Namun demikian, pada bagian dalam, Masjid ini tampak begitu indah.
Kendati dinding-dinding nya masih berupah beton semen.
Luas bangunan Masjid yang berukuran 40x30 meter persegi ini, mampu menampung jamaah hingga sekitar 1.000 orang.

Peninggalan Sejarah.

Dengan usianya yang terbilang lebih dari satu abad, Masjid Suro ini menyimpan berbagai benda peninggalan Sejarah.
Di antaranya, Beduk, Sokoguru  (tiang) untuk penyangga Masjid, Kolam tempat berwudhu, Serta Mimbar tempat makam Kiyai Delamat.

Sejarah Sang Kiyai.

KH. Abdurahman Delamat bin Syarifuddin. Adalah Salah satu Ulama besar di Palembang.
Menurut keterangan, Kiyai Delamat lahir di Desa Babat Toman wilayah Musi Banyuasin, Sumatera Selatan.
Setelah Dewasa ia pindah ke Palembang dan Berdomisili di daerah Bom Baru kelurahan 5 ilir, tepatnya di sekitar Masjid Lawang Kidul.
Ketika masih Remaja, Kiyai Delamat pernah belajar di Mekah, Madinah dan Baitul Maqdis. Bersama Kiyai Muaro Ogan ( Ki Merogan ).

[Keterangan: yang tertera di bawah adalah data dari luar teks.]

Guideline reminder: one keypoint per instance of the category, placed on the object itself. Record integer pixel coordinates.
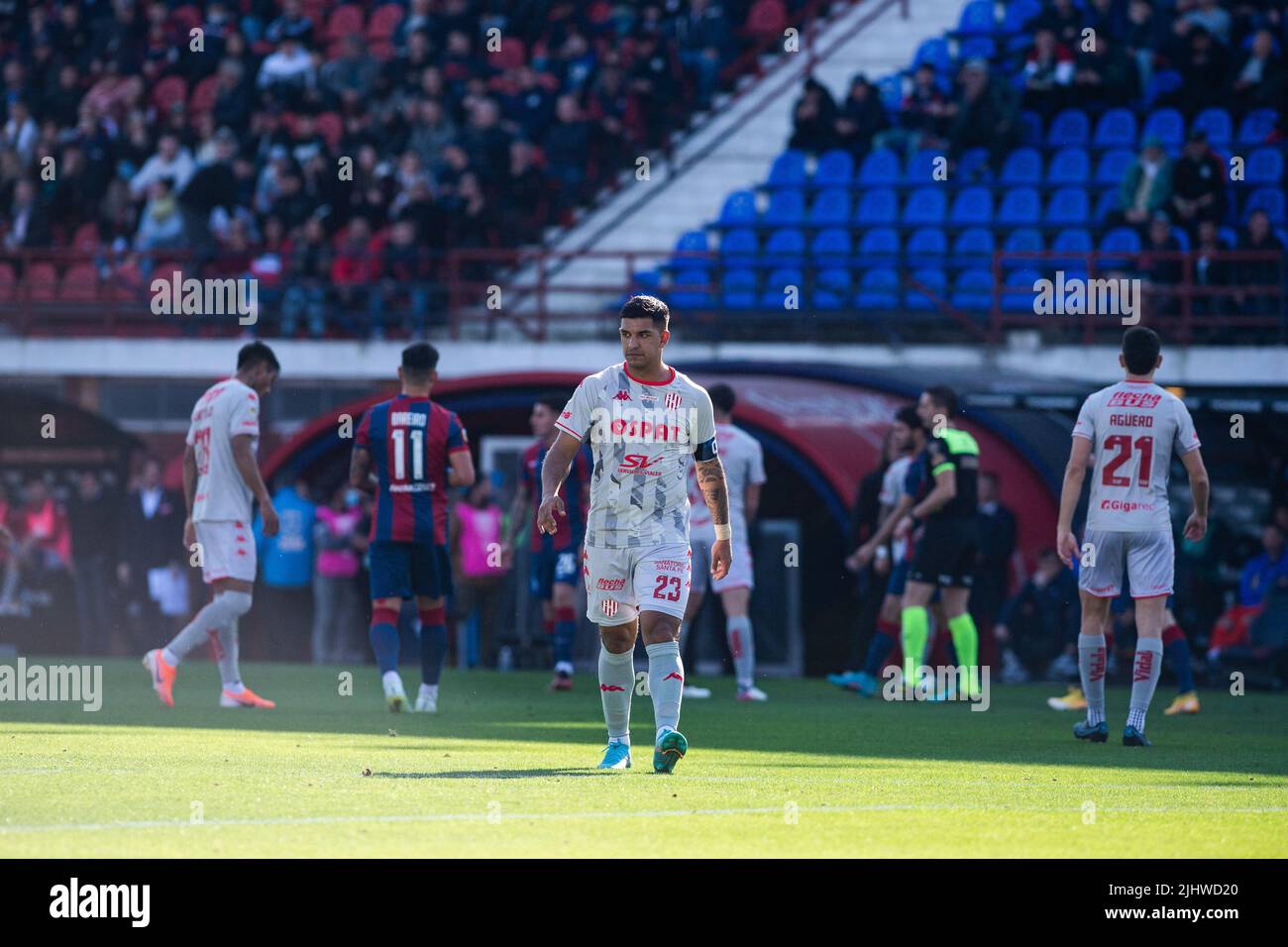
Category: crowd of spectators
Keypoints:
(335, 151)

Semasa hidupnya, Kiyai Delamat tidak mempunyai satupun Rumah.
Kecuali Masjid-masjid yang di bangun nya.
Adapun Masjid-masjid yang di bangun nya itu antara lain;
Masjid Pulau Panggung, Masjid Fajar Bulan, Masjid Babat Toman dan Masjid Pulau Sambi. Sedangkan di Kota Palembang, Beliau Membangun Masjid Al MAHMUDIYAH ( Masjid Suro ) dan Masjid Rohmaniyah yang terletak di kelurahan 35 ilir Palembang.

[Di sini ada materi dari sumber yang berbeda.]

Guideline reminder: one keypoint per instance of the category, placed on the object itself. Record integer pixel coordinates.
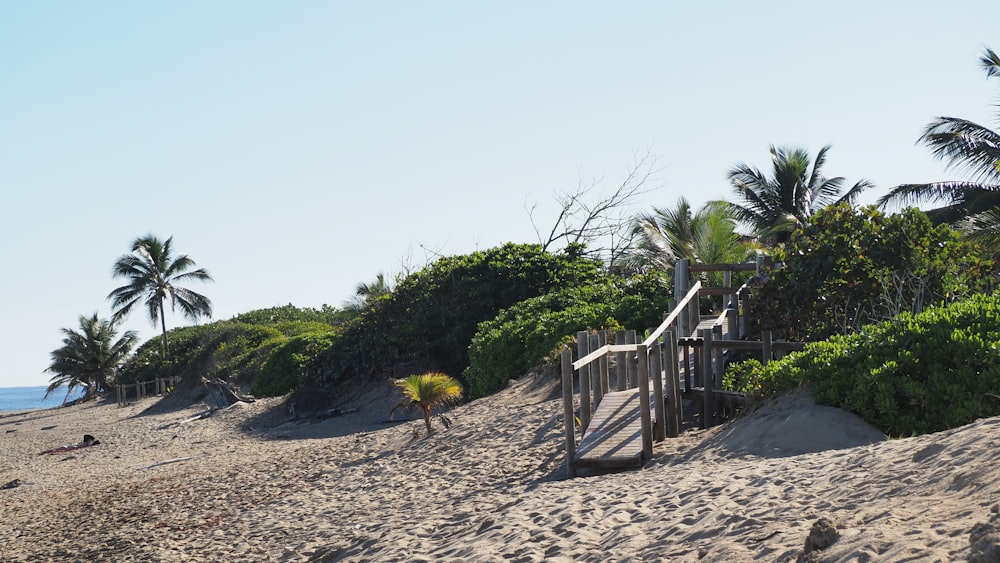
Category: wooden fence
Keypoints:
(685, 356)
(143, 389)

Pelarangan Beribadah Oleh Belanda.

Pada zaman penjajahan Belanda, Masjid Suro ini pernah di bongkar oleh Belanda dan di larang di gunakan untuk tempat Ibadah selama kurang lebih 36 Tahun.

Wafat nya Kiyai Delamat.

Kiyai Delamat pernah di asingkan oleh Belanda di Dusun Sarika sampai Beliau wafat dan di Makamkan di Masjid Babat Toman. Namun Oleh Anaknya KH.Abdul Kodir dan KH.Muhammad Yusuf, jenazah Kiyai Delamat di pindahkan kembali ke Palembang dan di Makamkan di belakang Mimbar Khatib.
Tetapi, karena tidak di setujui oleh Belanda, akhirnya jenazah Kiyai Delamat di pindahkan kembali ke pemakaman Jambangan tidak jauh dari Masjid Suro. Sampai sekarang Makam Kiyai Delamat masih di sana tepatnya di belakang Madrasah Nurul Falah kelurahan 30 ilir Palembang.

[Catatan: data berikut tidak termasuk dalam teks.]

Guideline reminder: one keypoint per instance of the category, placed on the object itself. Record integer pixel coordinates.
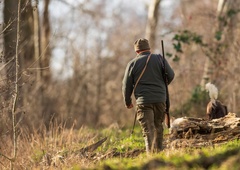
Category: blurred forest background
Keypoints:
(67, 64)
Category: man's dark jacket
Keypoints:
(151, 87)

Setelah Kepengurusan Masjid di serahkan kepada Kiyai Kgs.H.Mahmud Usman atau Kiyai Khotib, akhirnya nama Masjid ini berubah menjadi Al MAHMUDIYAH sesuai nama Pengurus nya.

Setelah Kiyai Kgs. H.Mahmud Usman meninggal dunia, maka sekitar tahun
1342H / 1919M, diadakanlah pertemuan antara pemuka Agama dan Masyarakat di Kelurahan 35 Ilir, untuk membentuk ke pengurusan Masjid yang baru.
Ini atas Prakasa Kiyai Kiemas H.Syekh Zahri. Maka terpilih lah ke pengurusan BAM, yang di ketuai oleh Kgs.H.M.Ali Mahmud.

Dimasa kepengurusannya, Pada tahun 1920, Masjid ini mulai di bongkar untuk di perbaiki. Pada tahun 1925, di  bangun menara Masjid.
Yang paling penting bagi Masyarakat, di perbolehkan nya kembali untuk Shalat Jumat oleh Belanda.
Masjid yang pernah di pakai untuk berkumpulnya Pemuda-pemuda Pejuang yang tergabung dalam BPRI ( Badan Pelopor Republik Indonesia ).

Demikianlah Riwayat yang bisah saya sampaikan. Lebih dan kurangnya.
Saya minta maaf jika ada yang tidak sesuai.